US 4390194 A
A recording material prepared by using a solvent mixture which has excellent dissolving property for dye-precursors and which gives high color developing rate and high developed color density. The recording material comprises a sheet material having thereon a layer of microcapsules containing an electron donating dye-precursor and a solvent mixture for said dye-precursor, and is characterized in that said solvent mixture consists essentially of 5 to 50 wt % of 1-methyl-3-phenylindane and 95 to 50 wt % of at least one kind of diarylalkanes.
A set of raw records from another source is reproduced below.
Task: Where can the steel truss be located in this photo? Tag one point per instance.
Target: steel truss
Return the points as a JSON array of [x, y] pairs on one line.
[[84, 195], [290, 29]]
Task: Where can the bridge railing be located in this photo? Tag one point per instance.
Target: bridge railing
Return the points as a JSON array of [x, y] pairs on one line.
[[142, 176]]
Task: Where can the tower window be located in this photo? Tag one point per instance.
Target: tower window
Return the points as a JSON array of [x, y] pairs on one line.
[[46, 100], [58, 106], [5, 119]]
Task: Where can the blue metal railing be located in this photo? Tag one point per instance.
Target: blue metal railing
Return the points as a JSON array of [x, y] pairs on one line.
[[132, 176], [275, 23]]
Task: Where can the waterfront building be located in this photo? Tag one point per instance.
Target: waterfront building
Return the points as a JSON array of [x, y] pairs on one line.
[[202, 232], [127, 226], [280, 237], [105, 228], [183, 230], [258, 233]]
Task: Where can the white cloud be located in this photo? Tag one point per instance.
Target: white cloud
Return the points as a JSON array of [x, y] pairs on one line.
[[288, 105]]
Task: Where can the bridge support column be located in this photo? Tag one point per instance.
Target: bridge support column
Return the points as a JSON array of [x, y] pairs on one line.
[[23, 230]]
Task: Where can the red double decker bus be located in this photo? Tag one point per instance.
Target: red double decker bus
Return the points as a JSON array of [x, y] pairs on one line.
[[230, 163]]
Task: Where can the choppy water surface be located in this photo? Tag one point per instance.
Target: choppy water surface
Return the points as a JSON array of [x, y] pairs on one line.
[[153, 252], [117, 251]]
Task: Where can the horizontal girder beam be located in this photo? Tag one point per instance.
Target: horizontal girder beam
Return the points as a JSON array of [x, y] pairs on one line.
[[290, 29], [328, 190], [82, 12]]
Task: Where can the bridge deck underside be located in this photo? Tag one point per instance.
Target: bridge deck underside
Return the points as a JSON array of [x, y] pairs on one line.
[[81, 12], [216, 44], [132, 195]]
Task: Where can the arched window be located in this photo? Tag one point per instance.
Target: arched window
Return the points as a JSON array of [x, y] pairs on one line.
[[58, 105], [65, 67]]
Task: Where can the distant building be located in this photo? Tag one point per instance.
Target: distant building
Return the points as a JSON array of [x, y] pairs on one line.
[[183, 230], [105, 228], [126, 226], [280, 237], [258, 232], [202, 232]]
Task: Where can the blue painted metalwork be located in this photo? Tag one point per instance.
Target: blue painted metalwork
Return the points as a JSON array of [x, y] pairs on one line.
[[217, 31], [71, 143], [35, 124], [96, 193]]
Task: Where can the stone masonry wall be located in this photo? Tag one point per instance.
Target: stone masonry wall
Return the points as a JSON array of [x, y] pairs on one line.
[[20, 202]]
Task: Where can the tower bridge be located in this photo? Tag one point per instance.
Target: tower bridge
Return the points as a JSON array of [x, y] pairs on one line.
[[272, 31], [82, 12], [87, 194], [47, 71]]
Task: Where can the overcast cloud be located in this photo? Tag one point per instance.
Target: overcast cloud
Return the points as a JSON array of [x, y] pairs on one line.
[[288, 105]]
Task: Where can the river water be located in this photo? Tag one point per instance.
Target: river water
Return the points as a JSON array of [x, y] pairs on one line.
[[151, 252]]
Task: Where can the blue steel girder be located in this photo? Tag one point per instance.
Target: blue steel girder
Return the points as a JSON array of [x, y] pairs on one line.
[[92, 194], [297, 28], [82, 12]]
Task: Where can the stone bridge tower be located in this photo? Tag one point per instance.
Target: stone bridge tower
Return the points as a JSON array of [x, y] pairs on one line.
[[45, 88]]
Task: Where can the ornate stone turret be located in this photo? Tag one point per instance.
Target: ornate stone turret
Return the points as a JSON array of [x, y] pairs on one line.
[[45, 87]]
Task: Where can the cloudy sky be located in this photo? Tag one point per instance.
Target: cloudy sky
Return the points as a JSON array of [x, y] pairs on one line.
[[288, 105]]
1. A recording material comprising a sheet material having thereon a layer of microcapsules containing an electron donating dye-precursor and a solvent mixture for said dye-precursor, characterized in that said solvent mixture consists essentially of 5 to 50 wt % of 1-methyl-3-phenylindane and 95 to 50 wt % of at least one diarylalkane.
2. The recording material as claimed in claim 1, wherein said diarylalkanes are represented by the general formula: ##STR2## wherein R1 to R5 is a hydrogen atom or an alkyl group having 1 to 4, inclusive, carbon atoms, R6 is a hydrogen atom or a methyl group, and the total number of the carbon atoms of R1 to R6 is an integer from 1 to 5, inclusive.
3. The recording material as claimed in claim 2, wherein said diarylethane is at least one member selected from the group consisting of 1-phenyl-1-xylylmethane, 1,1-diphenylethane, 1,1-bis(ethylphenyl)ethane, 1,1-dixylylethane, 1-phenyl-1-xylylethane, 1-phenyl-1-tolylethane, 1-phenyl-1-ethylphenylethane, 1-phenyl-1-methylethylphenylethane, 1-phenyl-1-isopropylphenylethane, and 1-phenyl-1-butylphenylethane.
4. The recording material as claimed in claim 1, wherein one part by weight of said solvent mixture is used as a mixture with not more than two parts by weight of a solvent selected from the group consisting of a petroleum fraction, a synthetic oil and a plant oil.
5. The recording material as claimed in claim 4, wherein said petroleum fraction is kerosene.
6. The recording material as claimed in claim 4, wherein said synthetic oil is at least one member selected from the group consisting of alkylbiphenyls, partially hydrogenated terphenyls and alkylnaphthalenes.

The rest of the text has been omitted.